Одна патронка (она еще в колонию приезжала, толстая и напудренная, мы ее тогда за барыню приняли), так она все заботилась, «не перетомляюсь» ли я. Потом спросила: «Правильно ты спишь?» Я даже рассмеялся. «Как я еще могу спать неправильно. Головой вниз, что ли?» Тут и все рассмеялись, и сама эта толстая тетка-патронка рассмеялась, и дядя Костя, и он потом говорит:
— Мы все довольны твоему остроумию. Но только вопрос товарищ Молочковская задала не о том, куда ты на ночь голову деваешь, а спишь ли ты нормально восемь часов или, может, меньше.
Я тут, конечно, сообразил, в чем дело, и сказал, что по времени лишь в больнице живут, но там еще и термометр ставят, а я когда лег, тогда и лег, и сплю, сколько терпения хватит. После этого я вижу, что Молочковская тетка добрая. Она бухгалтером работает в узловом Дорпрофсоже, где и дядя Костя, я ее там видал. А те двое остальных один из депо, а второй путейский рабочий. Все железнодорожные сослуживцы. Ни доктором, ни санитаром из них никто не состоит, а я раньше думал: раз ячейка Красного Креста, должны с лекарствами и бинтами соприкасаться.
Вот дядя Костя еще говорит мне:
— Покажи тетрадки.
Я уж теперь и тетрадки и учебники содержу в акурате. Я показал и свои тетрадки, и. рисунки, щегла в самодельной клетке, показал волшебный фонарь, удочки с шелковыми лесками. Больше патронам показывать было нечего, и я не знал, что мне делать дальше.
— Нравится тебе тут жить? — это опять Молочковская спросила. — Не обижают хозяева? — дальше спросила. Сама улыбается, но в глазах строгость: дескать, не бойся, крой правду.
— Все нормально, — отвечаю.
— Смотри, Леня, — это она на мой ответ. — Смотри, а то каждый член ячейки может взять тебя жить.
Сама чуть раскраснелась, и дядя Костя чуть раскраснелся. Потом он засмеялся и говорит: — Что там, Леня, признавайся. В избе не без сору, в семье не без ссоры. Прижимаю иногда, а? Пищишь?
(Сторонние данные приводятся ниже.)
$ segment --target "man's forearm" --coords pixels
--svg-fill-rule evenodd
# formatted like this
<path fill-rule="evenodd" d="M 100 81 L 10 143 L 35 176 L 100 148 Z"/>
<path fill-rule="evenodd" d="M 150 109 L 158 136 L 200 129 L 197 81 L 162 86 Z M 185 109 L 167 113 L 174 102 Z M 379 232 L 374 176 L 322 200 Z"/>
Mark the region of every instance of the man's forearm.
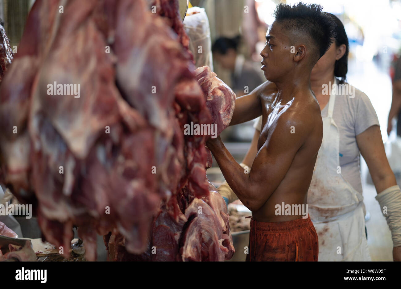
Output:
<path fill-rule="evenodd" d="M 252 197 L 249 190 L 249 174 L 246 173 L 245 170 L 235 161 L 221 140 L 208 143 L 207 146 L 231 189 L 244 205 L 247 207 L 249 206 Z"/>

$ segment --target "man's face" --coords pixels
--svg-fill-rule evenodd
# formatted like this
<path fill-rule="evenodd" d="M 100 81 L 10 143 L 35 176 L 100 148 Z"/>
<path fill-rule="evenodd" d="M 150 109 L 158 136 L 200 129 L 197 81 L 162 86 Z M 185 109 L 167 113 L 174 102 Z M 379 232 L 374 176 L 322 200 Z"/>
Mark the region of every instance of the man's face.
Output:
<path fill-rule="evenodd" d="M 275 21 L 270 26 L 266 33 L 266 44 L 260 53 L 263 57 L 261 69 L 267 80 L 282 79 L 287 72 L 293 67 L 295 53 L 291 51 L 291 44 L 288 36 L 288 31 L 282 28 Z"/>

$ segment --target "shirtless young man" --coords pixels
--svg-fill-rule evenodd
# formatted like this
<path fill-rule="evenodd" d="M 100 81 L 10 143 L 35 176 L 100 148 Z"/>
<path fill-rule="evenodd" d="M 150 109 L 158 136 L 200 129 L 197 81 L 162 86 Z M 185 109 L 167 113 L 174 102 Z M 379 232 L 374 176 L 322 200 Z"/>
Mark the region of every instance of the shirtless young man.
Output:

Тут путейский рабочий влез со своим басом и говорит:
— Что мы все одного спрашиваем? А что мы другого не спрашиваем? Константин Петрович, хочу поинтересоваться, как воспитанник? Допускает какие поступки?
— Поступки? — это уже дядя Костя сказал и между тем на меня глянул.
А у меня внутри все ёкнуло. Дрался, напился в школе, Офене понахамничал, в колонию бегал — целый мешок поступков. Закраснел весь прямо, как интеллигент какой.
— Поступки есть, — говорит дядя Костя. — Вот подтягивается в учебе, в школу ходит на консультацию. Есть с ножом научился. Покуривает, правда, ну, да меньше, чем раньше.
Одним словом, не сказал, а мне от этого еще стыднее стало. (Вот не могу никак понять, откуда он за табак знает, что курю? Я папироски под крыльцом беседки хороню.)